Un incendie qui intervient à quelques jours de la rentrée
Le calendrier donne une dimension particulière à cet incendie. Le sinistre survient à seulement quelques jours de la rentrée scolaire 2026-2027, prévue le 14 septembre.
À cette période, la demande en transport augmente avec le retour des élèves, des étudiants, des enseignants et des travailleurs sur les différents axes de la capitale économique.
La SOTRA affirme toutefois avoir pris les dispositions nécessaires pour maintenir la continuité du service. Cette promesse sera particulièrement scrutée dans les prochains jours, alors que l’entreprise devra composer avec plusieurs dizaines d’autobus détruits ou temporairement indisponibles.
La capacité du réseau à absorber cette perte de véhicules constituera donc l’un des premiers tests auxquels la société sera confrontée après le sinistre.
La répétition des incendies pose la question de la prévention
L’incendie de Koumassi intervient également après plusieurs sinistres ayant touché des installations de la SOTRA en 2025. Ces précédents donnent une résonance particulière à l’événement du 6 septembre.
Il ne serait toutefois pas rigoureux d’établir automatiquement un lien entre ces différents incendies. Chaque événement doit être analysé à partir de ses propres circonstances et des conclusions des enquêtes.

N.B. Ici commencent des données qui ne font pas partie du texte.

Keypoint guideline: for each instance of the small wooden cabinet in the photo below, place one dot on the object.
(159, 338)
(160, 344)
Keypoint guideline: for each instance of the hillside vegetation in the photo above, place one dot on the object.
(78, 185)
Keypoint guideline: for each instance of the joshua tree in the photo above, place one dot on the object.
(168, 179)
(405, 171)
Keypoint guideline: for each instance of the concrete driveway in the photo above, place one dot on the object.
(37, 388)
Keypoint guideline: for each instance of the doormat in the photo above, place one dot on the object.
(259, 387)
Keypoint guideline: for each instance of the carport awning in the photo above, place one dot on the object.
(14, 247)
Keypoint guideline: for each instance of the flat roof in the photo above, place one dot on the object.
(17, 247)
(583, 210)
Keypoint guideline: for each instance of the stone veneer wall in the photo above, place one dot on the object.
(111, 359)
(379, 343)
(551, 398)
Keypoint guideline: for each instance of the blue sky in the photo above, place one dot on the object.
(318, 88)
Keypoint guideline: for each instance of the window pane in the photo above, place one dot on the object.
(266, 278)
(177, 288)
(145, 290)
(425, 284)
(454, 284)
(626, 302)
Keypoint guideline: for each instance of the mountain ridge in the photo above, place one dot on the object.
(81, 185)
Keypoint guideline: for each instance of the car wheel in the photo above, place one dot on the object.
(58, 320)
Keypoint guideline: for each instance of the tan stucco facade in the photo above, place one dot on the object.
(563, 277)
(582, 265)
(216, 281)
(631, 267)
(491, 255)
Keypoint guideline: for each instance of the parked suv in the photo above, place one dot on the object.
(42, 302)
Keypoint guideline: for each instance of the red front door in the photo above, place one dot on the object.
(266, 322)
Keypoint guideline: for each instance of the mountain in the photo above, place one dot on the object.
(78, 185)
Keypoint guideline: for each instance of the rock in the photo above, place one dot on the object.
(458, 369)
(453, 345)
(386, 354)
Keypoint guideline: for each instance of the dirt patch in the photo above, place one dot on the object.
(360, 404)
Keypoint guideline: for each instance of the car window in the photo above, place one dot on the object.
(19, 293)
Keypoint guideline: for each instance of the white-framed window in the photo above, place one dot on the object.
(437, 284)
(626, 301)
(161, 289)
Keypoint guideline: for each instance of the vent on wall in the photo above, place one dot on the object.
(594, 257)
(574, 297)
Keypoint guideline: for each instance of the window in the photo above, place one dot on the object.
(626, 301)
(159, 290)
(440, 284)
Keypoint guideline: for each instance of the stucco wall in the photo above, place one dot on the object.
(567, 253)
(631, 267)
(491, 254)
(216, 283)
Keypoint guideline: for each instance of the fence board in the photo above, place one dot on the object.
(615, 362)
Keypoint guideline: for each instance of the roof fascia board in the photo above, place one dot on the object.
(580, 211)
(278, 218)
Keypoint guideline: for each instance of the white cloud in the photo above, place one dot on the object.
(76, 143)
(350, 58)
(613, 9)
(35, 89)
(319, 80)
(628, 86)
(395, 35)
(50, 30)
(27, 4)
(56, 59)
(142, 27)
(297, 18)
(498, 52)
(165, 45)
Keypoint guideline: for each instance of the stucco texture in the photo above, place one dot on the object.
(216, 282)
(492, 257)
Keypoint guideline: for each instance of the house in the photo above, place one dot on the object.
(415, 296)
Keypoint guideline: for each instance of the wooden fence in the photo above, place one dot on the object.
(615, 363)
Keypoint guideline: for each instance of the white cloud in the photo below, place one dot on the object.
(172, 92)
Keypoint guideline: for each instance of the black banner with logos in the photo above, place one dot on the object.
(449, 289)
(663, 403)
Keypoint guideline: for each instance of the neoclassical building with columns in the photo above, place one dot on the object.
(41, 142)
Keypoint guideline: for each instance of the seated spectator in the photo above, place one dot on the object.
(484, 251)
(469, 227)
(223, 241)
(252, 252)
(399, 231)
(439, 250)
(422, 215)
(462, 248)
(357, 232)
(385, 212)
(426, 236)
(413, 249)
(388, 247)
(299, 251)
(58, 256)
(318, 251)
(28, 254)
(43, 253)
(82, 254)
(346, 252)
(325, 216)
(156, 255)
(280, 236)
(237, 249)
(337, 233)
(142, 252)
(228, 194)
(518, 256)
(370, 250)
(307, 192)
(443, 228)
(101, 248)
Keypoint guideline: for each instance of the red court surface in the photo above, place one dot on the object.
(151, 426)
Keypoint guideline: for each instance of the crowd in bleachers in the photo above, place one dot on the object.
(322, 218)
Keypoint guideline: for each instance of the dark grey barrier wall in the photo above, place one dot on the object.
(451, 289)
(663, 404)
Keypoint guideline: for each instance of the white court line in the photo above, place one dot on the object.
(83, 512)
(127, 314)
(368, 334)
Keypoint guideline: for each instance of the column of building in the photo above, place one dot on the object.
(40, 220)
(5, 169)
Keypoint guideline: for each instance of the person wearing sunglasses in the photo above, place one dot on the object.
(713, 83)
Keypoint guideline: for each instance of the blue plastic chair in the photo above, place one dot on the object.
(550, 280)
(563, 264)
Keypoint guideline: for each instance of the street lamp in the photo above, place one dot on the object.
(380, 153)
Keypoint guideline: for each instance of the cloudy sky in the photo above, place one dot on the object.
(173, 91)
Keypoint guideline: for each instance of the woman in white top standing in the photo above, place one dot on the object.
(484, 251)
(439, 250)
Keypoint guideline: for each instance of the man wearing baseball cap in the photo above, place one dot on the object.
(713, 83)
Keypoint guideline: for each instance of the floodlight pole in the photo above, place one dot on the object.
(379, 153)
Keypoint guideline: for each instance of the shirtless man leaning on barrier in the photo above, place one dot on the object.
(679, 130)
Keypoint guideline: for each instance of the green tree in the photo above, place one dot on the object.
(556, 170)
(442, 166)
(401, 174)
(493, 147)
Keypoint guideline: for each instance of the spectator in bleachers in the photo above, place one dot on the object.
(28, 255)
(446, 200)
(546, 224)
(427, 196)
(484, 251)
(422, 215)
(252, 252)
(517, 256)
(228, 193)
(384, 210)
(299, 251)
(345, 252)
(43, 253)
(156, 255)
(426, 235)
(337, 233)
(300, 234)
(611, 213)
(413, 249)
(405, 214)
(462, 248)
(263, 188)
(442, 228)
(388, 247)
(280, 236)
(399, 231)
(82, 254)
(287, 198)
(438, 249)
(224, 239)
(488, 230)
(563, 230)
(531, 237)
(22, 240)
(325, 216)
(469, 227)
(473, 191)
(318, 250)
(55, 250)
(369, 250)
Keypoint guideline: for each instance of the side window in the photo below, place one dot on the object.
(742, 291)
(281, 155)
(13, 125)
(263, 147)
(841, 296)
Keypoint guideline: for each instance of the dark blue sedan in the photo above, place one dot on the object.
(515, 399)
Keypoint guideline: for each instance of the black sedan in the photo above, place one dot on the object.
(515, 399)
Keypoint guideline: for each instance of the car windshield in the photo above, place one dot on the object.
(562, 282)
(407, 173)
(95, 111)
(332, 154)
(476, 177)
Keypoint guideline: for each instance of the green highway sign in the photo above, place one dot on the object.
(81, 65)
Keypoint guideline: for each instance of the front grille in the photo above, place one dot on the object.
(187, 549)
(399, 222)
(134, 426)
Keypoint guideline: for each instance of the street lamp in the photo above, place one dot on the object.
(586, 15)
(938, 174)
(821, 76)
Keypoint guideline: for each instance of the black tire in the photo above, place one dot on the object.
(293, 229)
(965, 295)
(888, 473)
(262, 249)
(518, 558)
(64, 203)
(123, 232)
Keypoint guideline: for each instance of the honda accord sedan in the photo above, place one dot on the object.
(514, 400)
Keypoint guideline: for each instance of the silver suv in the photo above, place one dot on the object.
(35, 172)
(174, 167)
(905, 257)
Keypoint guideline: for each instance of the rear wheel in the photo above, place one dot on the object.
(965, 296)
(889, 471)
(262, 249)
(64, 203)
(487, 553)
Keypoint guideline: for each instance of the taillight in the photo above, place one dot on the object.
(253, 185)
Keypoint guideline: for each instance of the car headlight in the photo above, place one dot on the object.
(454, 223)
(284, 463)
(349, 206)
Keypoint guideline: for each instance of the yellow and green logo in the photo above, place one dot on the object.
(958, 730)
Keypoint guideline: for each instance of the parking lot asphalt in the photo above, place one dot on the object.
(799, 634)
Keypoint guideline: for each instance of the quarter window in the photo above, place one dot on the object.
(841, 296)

La répétition de tels incidents soulève néanmoins une question légitime : les dispositifs de prévention et de lutte contre les incendies dans les dépôts de la SOTRA sont-ils suffisamment adaptés aux risques liés au stationnement et à la maintenance de nombreux autobus ?
La question mérite d’être posée sans préjuger des conclusions de l’enquête en cours. Dans un dépôt où plusieurs véhicules sont stationnés à proximité les uns des autres, la maîtrise des premières minutes d’un incendie peut être déterminante.
L’enquête devra apporter des réponses
Les investigations annoncées devront notamment permettre de déterminer précisément le point de départ du feu, les circonstances de son déclenchement et les raisons de sa propagation à plusieurs véhicules.
Elles devront également permettre de vérifier les conditions dans lesquelles les opérations de maintenance étaient réalisées sur le véhicule à l’origine du sinistre, sans pour autant présumer d'une quelconque responsabilité.
Pour la SOTRA, l’enjeu est désormais double : gérer les conséquences immédiates de la destruction d’une partie de son parc et tirer les enseignements de cet événement.
L’entreprise assure que la sécurité de son personnel, de ses clients et de son patrimoine demeure une priorité. Dans les prochains jours, l’attention se portera donc autant sur la continuité du service que sur les résultats de l’enquête.
L’incendie du dépôt 5 laisse derrière lui un lourd bilan matériel, mais aussi des interrogations auxquelles seules des investigations précises pourront répondre. À quelques jours de la rentrée scolaire, la priorité sera de maintenir la mobilité des Abidjanais. À plus long terme, les conclusions de l’enquête pourraient surtout déterminer quelles mesures seront nécessaires pour renforcer la sécurité des dépôts et réduire le risque de nouveaux sinistres.